First of all Let me define what is a bear market by definition
Bear markets are time periods when prices of equities keep falling down over a long period of time and the general consensus among the traders and investors in the market is that they tend to believe that it will continue to their downward movement for the foreseeable time in the future. Typically bear markets are associated with economic contractions, recessions, high unemployment, low export and high inflation.
Now how does one differentiate between a bull market correction and a bear market?
There is no simple and single answer to this because after all its market but experience of many people in the past have suggested that a correction of 20% with a 5-7 successful closing below that are considered as a bear market.
So now by definition India as well as most of the emerging market fall into the bear market category and we had a pull back on the Nifty and Sensex an exact amount of 30% and so if you take some of the stocks particularly the large caps and the market leaders you will find a considerable number which are much more than 30%. So from such a context one would say that the odds are quite heavily leading towards us having slipped out of bull phase and leaning into what me may call as a bear phase. Coming back to India, we still have a robust GDP growth rate at the moment. We have to watch out for inflation and interest rate to see where we are headed.

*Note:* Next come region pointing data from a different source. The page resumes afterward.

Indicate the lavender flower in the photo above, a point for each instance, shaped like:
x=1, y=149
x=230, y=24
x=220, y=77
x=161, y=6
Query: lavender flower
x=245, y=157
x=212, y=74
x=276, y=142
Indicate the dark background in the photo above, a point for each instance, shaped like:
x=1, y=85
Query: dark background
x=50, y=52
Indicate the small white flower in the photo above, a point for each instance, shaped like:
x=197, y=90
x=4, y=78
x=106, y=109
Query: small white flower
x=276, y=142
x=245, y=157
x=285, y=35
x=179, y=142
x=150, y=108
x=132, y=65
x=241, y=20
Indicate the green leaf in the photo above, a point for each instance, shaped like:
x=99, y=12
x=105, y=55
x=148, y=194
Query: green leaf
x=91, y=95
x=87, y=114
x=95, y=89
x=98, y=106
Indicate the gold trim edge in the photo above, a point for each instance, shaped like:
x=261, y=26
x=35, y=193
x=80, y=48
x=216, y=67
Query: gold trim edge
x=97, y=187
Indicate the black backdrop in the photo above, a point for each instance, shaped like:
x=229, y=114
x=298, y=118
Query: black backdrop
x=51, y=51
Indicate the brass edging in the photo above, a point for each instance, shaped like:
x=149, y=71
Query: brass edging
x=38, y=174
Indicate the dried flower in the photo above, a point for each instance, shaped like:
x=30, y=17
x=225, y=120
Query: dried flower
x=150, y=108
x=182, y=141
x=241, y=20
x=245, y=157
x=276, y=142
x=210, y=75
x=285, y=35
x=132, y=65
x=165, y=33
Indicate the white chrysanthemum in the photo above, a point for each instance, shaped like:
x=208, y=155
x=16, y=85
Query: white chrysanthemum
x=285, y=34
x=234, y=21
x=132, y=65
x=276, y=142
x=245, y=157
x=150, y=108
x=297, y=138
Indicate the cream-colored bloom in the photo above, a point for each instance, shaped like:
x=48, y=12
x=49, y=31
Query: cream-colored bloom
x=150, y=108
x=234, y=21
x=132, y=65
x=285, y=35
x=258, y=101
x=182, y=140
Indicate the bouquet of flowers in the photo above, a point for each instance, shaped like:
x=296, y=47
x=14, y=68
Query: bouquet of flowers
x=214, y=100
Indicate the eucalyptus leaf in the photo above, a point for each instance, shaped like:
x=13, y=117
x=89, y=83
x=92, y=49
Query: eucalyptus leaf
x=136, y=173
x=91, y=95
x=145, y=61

Advance definition of bear market
If we have 20% as the benchmark for considering bear market only then it does not take into account the speed at which market had a bull run and so now many people tend to be more comfortable at 30-33% retracement of the Indices as better indicator of bear market.
Handling Bear Market
One who wait for things to cool down and then go out and buy stocks that nobody else cares about. Keep your cool and start accumulating value scripts and try forgetting them for a year plus term and that way you will get Tax Free solid return.